Social Determinants of Health (SDoH) are the non-medical but highly critical mileau of experiences and environments which can drive health care needs and spending. From a public health and cost control point of view, it is a fancy way of saying that if basic life needs are not met, individuals are likely to have complex and expensive medical problems that are directly tied to those unmet needs.
SDoH is a big thing, it is the motivation for some payer-provider systems to invest in better housing or air conditioning or de-molding schools or any number of things that don’t look directly like medical care in an attempt to avert medical utilization and costs.
But it is not a panacea. The business case for SDoH spending is a complex case that is dependent on the cost of the intervention, the number of interventions needed to avert an episode and the duration during which the intervening payer can collect the positive outcomes of the intervention. I want to pull out a tweet that is a good teaching example:
Just hearing that care for an asthma attack costs $15,000. Renovating a poor quality apartment to decrease asthma attacks costs $4000. Action on social determinants of health saves lives and money – so some USA hospitals are making renovations available to asthma patients
— Kwame McKenzie (@kwame_mckenzie) September 6, 2018
For the renovation to be a good health and financial investment for a medical care paying entity (a private insurer, Medicare, Medicaid, CHIP etc) the following things need to be true.
1) 1 asthma hospitalization costing $15,000 has to be avoided for every 3.75 apartments. 3.75 is the absolute cost effective limit of the Number Needed to Treat (NNT)
2) The avoided hospitalization has to happen while the people who live in those 3.75 renovated apartments are covered by the entity that paid for the renovation.
3) The avoided hospitalizations have to happen soon enough so that the future avoided costs are still profitable to fund out of current revenue once we factor in opportunity cost of money and attention.

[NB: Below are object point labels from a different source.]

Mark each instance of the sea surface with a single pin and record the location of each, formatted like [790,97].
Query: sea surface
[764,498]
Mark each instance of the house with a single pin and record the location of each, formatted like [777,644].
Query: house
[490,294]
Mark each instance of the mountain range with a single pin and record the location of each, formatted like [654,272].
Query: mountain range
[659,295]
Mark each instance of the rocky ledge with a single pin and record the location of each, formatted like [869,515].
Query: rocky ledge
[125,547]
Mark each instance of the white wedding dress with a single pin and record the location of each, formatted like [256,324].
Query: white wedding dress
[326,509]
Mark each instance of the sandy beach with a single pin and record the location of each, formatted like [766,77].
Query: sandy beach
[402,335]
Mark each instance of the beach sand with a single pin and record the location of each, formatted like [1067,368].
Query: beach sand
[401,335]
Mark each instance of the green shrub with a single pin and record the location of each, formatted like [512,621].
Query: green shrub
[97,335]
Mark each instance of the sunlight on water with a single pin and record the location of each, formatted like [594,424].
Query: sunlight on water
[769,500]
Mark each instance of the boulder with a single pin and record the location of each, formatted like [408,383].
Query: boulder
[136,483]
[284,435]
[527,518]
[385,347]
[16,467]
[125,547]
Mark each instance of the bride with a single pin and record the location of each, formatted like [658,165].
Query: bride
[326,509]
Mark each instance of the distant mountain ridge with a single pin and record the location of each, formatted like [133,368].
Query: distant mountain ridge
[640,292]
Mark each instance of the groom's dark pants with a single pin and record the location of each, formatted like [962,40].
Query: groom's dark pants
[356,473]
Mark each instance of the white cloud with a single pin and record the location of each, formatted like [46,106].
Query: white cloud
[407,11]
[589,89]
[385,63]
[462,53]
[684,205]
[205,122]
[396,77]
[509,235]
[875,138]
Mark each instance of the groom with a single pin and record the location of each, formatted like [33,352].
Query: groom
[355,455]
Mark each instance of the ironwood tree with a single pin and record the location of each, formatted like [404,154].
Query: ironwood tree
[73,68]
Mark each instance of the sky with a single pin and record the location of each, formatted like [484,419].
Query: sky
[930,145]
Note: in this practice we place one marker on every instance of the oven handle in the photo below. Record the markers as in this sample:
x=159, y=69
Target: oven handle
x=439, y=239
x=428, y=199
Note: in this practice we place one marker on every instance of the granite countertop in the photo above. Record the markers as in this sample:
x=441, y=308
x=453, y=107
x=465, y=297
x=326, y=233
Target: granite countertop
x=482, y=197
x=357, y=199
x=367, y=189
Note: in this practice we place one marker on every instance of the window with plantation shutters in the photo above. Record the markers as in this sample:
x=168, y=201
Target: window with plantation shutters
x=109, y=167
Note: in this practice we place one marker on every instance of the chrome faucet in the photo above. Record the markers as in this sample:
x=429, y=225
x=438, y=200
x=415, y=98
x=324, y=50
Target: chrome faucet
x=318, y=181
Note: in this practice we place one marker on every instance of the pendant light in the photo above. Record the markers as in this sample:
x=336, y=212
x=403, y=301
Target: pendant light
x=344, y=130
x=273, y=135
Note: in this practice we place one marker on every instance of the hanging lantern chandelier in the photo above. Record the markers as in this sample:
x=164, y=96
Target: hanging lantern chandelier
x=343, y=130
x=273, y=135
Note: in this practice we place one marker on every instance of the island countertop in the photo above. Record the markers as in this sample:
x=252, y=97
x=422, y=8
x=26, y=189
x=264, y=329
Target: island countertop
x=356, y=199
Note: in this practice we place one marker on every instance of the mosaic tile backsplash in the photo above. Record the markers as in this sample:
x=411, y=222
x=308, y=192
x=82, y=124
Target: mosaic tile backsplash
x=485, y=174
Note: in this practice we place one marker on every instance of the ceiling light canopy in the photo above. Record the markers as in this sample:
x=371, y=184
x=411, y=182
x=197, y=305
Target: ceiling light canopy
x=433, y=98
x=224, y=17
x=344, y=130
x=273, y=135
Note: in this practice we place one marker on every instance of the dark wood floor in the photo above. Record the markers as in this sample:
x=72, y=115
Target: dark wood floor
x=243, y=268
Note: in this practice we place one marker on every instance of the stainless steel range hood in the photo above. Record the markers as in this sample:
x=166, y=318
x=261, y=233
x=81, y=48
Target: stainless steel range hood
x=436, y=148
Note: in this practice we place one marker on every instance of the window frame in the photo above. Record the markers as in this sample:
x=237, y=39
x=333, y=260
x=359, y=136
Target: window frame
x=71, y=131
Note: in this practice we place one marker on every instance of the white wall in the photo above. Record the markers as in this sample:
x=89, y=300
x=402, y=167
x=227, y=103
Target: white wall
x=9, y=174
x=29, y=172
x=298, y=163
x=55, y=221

That is a tough business case for most preventative services to meet once we get past flu shots.
And it gets even harder as challenges can often be correlated. When I lived in Pittsburgh, my son had moderate to severe asthma that led to at least four nights at the ER. Thankfully he never had to admit him. We lived 300 yards from I-376. We were next to tightest traffic choke point between Breezewood, Pennsylvania and Chicago (the Squirrel Hill Tunnels). We were also 1,000 yards upwind of the Edgar Thompson Steel Works. Renovating our house could have eliminated or minimized one trigger, but the fine particulate triggers were not going to be addressed. A few blocks further south, the housing stock was far worse and the residents were far more likely to have respiratory distress. Renovations would be a solid improvement in their standard of living but renovations would probably not be a cost effective asthma intervention because of the steel mill six hundred yards away.
SDoH as a business case will vary dramatically based on churn of the targeted population. A locally prestigious integrated delivery network (insurer and hospital system) (IDN) that runs both a Medicare Advantage plan and a Medicare Fee for Service Accountable Care Organization (ACO) has far less effective churn of membership than an insurer that only sells ACA individual market policies in a competitive market. We would expect the IDN to be able to make SDoH investments that are profitable at the corporate level even if the accountants fight to the pain over internal transfer payments between the Medicare Advantage team and the ACO team. An ACA only insurer in a competitive market has almost no business case to pay for SDoH as any benefit that would be gained by its members will be reflected in lower healthcare costs that another insurer pays out as the ACA market is a high churn, short duration market.
SDoH can be a good thing to do in and of itself from a societal point of view. But the business case for SDoH investments as a purely financial matter is heavily dependent on the cost of the intervention, the cost of the avoided medical expense, the number of interventions that have to happen for the medical event to be avoided and how long the payer is responsible for the healthcare costs of the people who are receiving the intervention.
We should expect low SDoH investments as a cost reduction strategy from payers in competitive, multi-insurer regions with high churn markets. We should expect more SDoH investments in low competition regions and sticky markets.